Inverse Active Sensing: Modeling and Understanding Timely
Decision-Making
- URL: http://arxiv.org/abs/2006.14141v1
- Date: Thu, 25 Jun 2020 02:30:45 GMT
- Title: Inverse Active Sensing: Modeling and Understanding Timely
Decision-Making
- Authors: Daniel Jarrett, Mihaela van der Schaar
- Abstract summary: We develop a framework for the general setting of evidence-based decision-making under endogenous, context-dependent time pressure.
We demonstrate how it enables modeling intuitive notions of surprise, suspense, and optimality in decision strategies.
- Score: 111.07204912245841
- License: http://arxiv.org/licenses/nonexclusive-distrib/1.0/
- Abstract: Evidence-based decision-making entails collecting (costly) observations about
an underlying phenomenon of interest, and subsequently committing to an
(informed) decision on the basis of accumulated evidence. In this setting,
active sensing is the goal-oriented problem of efficiently selecting which
acquisitions to make, and when and what decision to settle on. As its
complement, inverse active sensing seeks to uncover an agent's preferences and
strategy given their observable decision-making behavior.
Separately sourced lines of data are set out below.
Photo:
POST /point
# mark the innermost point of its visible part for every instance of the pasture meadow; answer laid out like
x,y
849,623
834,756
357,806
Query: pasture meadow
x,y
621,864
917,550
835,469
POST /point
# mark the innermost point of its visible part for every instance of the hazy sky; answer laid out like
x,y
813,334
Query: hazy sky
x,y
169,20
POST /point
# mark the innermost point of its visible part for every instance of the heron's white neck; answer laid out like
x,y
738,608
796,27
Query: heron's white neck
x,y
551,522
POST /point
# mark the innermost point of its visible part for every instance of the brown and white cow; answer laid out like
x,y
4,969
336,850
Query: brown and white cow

In this paper, we
develop an expressive, unified framework for the general setting of
evidence-based decision-making under endogenous, context-dependent time
pressure---which requires negotiating (subjective) tradeoffs between accuracy,
speediness, and cost of information. Using this language, we demonstrate how it
enables modeling intuitive notions of surprise, suspense, and optimality in
decision strategies (the forward problem). Finally, we illustrate how this
formulation enables understanding decision-making behavior by quantifying
preferences implicit in observed decision strategies (the inverse problem).